Stephanie reached around and pulled his hand out of his coat, and then reached inside and pulled out his gun, a big.357 Magnum with a thick silencer tube screwed onto the end of the shortened barrel. A devastating weapon, especially at close range. “Who sent you?” McAllister demanded, pressing the barrel of his gun even harder into the man’s throat. “Now, or I’ll blow your neck apart!”

“I don’t know,” the man croaked. “We got orders from out East that you and the broad were coming in on this train. I got on at Dyer.”

“Orders from whom?”

“I don’t know, I swear to God I don’t know. We just got a call, that’s all.”

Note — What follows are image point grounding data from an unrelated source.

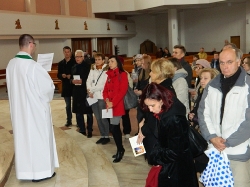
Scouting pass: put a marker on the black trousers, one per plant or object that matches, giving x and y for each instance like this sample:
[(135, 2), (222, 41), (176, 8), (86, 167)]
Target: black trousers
[(117, 135)]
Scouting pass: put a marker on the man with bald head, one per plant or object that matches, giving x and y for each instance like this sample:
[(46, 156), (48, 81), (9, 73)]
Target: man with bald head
[(224, 114)]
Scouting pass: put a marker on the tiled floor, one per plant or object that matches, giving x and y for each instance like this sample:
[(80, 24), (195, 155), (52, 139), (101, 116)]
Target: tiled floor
[(131, 171)]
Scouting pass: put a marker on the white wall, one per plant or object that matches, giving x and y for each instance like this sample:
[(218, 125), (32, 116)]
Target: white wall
[(145, 29), (209, 28), (162, 31), (51, 46), (248, 27), (123, 45), (8, 50)]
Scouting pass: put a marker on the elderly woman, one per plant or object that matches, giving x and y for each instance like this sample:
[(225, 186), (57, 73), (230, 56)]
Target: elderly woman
[(114, 92), (162, 72), (95, 85), (79, 75), (171, 151)]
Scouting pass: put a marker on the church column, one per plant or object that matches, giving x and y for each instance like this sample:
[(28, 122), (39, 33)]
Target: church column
[(30, 6), (182, 29), (172, 28), (114, 42), (247, 26), (65, 7)]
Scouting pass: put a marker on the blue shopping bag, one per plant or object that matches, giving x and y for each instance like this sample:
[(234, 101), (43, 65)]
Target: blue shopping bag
[(217, 172)]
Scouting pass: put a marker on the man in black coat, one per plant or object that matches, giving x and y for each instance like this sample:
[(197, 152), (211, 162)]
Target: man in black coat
[(80, 72), (215, 62), (64, 73)]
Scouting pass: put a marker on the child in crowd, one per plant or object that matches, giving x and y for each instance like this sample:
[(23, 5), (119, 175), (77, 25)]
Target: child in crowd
[(206, 75)]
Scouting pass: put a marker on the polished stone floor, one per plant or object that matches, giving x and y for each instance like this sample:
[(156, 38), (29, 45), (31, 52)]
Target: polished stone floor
[(82, 162)]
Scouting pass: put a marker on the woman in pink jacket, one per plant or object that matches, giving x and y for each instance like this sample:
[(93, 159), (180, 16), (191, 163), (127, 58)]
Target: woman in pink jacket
[(114, 91)]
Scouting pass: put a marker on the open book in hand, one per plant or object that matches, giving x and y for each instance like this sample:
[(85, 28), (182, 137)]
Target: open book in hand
[(138, 149)]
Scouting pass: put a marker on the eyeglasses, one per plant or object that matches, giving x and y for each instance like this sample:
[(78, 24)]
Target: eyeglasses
[(33, 43)]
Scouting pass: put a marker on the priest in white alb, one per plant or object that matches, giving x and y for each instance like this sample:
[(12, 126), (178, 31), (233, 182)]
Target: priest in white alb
[(30, 90)]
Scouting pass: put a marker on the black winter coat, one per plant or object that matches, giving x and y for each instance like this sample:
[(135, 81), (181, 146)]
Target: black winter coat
[(172, 149), (150, 131), (65, 68), (80, 91)]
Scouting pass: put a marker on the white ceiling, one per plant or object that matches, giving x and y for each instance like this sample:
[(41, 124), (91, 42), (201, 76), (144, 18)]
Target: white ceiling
[(164, 8)]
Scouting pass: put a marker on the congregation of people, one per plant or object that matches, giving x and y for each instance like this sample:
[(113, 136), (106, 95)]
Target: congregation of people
[(170, 100)]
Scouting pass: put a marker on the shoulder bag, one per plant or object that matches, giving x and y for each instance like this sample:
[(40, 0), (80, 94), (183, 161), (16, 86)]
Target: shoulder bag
[(130, 99), (196, 142)]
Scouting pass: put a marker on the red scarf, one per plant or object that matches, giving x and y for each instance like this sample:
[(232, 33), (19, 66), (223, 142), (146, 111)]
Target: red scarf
[(99, 67)]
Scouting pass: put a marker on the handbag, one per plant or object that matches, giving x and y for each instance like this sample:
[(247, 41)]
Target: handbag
[(197, 143), (217, 172), (152, 179), (130, 99)]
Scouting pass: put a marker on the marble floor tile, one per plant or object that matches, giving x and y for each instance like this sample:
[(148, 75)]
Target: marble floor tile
[(131, 171)]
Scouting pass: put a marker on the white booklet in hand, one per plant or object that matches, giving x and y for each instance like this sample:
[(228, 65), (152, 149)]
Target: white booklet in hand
[(45, 60), (77, 77), (91, 101), (107, 113), (138, 149)]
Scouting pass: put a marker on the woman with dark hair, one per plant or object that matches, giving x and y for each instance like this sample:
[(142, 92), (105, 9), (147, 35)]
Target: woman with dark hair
[(166, 53), (162, 72), (246, 64), (172, 148), (114, 91)]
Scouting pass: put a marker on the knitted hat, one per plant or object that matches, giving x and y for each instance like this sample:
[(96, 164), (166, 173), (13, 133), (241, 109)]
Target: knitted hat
[(138, 56), (204, 63)]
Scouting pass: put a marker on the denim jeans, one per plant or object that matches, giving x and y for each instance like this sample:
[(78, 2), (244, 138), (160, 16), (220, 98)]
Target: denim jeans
[(68, 109)]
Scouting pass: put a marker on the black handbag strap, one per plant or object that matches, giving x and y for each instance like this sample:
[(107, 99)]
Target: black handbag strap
[(98, 78)]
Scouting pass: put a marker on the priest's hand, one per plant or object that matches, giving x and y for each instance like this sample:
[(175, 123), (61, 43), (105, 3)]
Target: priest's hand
[(109, 104), (218, 143)]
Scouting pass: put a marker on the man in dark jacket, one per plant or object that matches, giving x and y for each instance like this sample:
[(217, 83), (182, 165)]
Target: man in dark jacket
[(215, 62), (80, 72), (64, 73), (179, 53)]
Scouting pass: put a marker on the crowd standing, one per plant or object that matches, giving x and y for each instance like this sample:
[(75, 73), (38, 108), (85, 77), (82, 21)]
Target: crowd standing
[(170, 99)]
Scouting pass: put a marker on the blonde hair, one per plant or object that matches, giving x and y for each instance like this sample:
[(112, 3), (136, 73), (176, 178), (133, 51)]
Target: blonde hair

“Is someone waiting in the station for us?”

“No,” the man said. Stephanie brought the barrel of the silenced Magnum up against his temple. “Yes… yes,” he cried.

“How many of them?”

“Four. A redcap, two by the stairs, and a cabbie outside.”

“How will we recognize them?”

“They’re all dressed like me, except for the redcap.”

“Then what?” McAllister asked. “What were your orders? Specifically.”

“Just to take you, that’s all.” The train was slowing down, coming to a stop. Stephanie cocked the Magnum’s hammer.

“Oh, Jesus and Mary, mother of God,” the man stammered. “I was supposed to kill you. If that didn’t work, you’d get it on the platformor out on the street. Somewhere. We weren’t supposed to fail. This was a big job.”

“Who sent you? You’ve got to have a name.”

“I don’t know, I swear it.”

“This was a big job?” Stephanie asked. “Yeah, yeah, important, like I said.. “Like Baltimore?” Stephanie asked. “Yeah, like Baltimore…” the man said.

At the last instant McAllister realized what was about to happen, but he was powerless to stop it. He managed to step back as Stephanie moaned, the sound animallike, coming from the back of her throat, and she pulled the trigger.

The man’s head was slammed violently against the bathroom door, a large piece of the back of his skull blown away, his eyes and nose and mouth filling with blood as he crumpled on the floor dead.